Though difficult to understand slavery today the basic principle in 1 Corinthians 7:23 is that no situation can keep a Christian from serving Christ, no matter how unjust, painful, or cruel. The bottom line is that a person can serve Christ even in slavery.
This is an overarching command with many applications, and it is mentioned in the context of marriage and divorce. It is not an absolute command but a principle that can change with the circumstances.
Paul declares the general principle coverning the context: “Let each one remain in the same calling [marital, religious, or social status], in which he was called” (7:20) if possible.
Paul instructed the slaves, “Be obedient to those who are your masters according to the flesh, with fear and trembling, in the sincerity of your heart, as to Christ; not by way of eye–service, as men–-pleasers, but as slaves of Christ, doing the will of God from the heart. With good will render service, as to the Lord, and not to men, knowing that whatever good thing each one does, this he will receive back from the Lord, whether slave or free” (Eph 6:5–-8).
Can you imagine a slave who wants to serve his master willingly and faithfully, going beyond the minimal duty? What an impact this could have, especially when he declares himself to be a Christian! Light shines brightest in dark, dismal places.
Should circumstances change and he “can be made free, . . . use it” (1 Cor 7:21). Meanwhile, slaves should remember that they “were bought with a price.” The cost of their spiritual liberty was the life and blood of Jesus, which was a far higher price than their earthly master paid for them.
Therefore, they should “not become slaves of men” inwardly, even though outwardly they remained so.

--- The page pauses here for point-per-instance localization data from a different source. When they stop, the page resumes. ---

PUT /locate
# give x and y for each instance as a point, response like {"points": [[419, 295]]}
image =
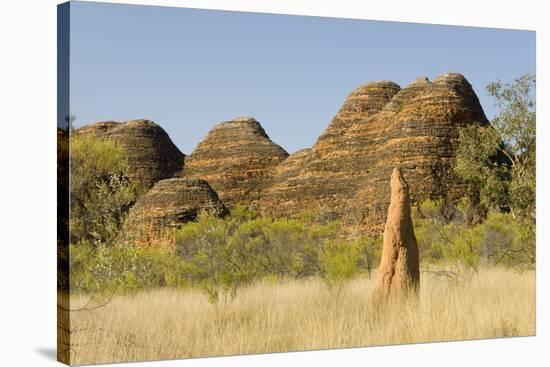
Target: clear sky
{"points": [[190, 69]]}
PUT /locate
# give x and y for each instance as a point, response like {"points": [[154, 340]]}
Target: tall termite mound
{"points": [[398, 273]]}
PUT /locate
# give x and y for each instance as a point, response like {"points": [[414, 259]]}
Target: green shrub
{"points": [[339, 263], [101, 192]]}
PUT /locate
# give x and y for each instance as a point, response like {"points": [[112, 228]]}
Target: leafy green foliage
{"points": [[500, 240], [499, 160], [101, 192], [339, 262], [221, 255], [128, 268]]}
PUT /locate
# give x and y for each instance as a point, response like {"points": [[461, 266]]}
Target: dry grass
{"points": [[298, 315]]}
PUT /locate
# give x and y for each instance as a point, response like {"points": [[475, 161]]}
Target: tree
{"points": [[101, 192], [499, 160]]}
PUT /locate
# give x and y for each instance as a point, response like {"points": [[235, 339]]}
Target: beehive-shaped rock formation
{"points": [[378, 127], [399, 270], [331, 171], [166, 206], [151, 154], [237, 158]]}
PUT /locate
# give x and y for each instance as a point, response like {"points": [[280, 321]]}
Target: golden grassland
{"points": [[300, 315]]}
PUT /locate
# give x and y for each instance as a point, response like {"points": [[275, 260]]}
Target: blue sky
{"points": [[189, 69]]}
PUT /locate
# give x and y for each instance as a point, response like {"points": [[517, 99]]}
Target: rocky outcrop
{"points": [[151, 154], [381, 126], [154, 218], [398, 273], [332, 170], [237, 158]]}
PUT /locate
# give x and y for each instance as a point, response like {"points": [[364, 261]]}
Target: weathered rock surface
{"points": [[398, 273], [151, 154], [381, 126], [237, 158], [170, 203]]}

They were inwardly free to serve whom they would, and they should choose to serve their master as a testimony to demonstrate what Christ could mean, even to a slave.
One can be free in spirit while a slave in body. Can you see an application to the marketplace ministry today?
“Dear Father, You do not want me to be a pleaser of men, but You do want me to live to love and serve others, as I love and serve You, whether at home or at my workplace. Please help me serve others today.”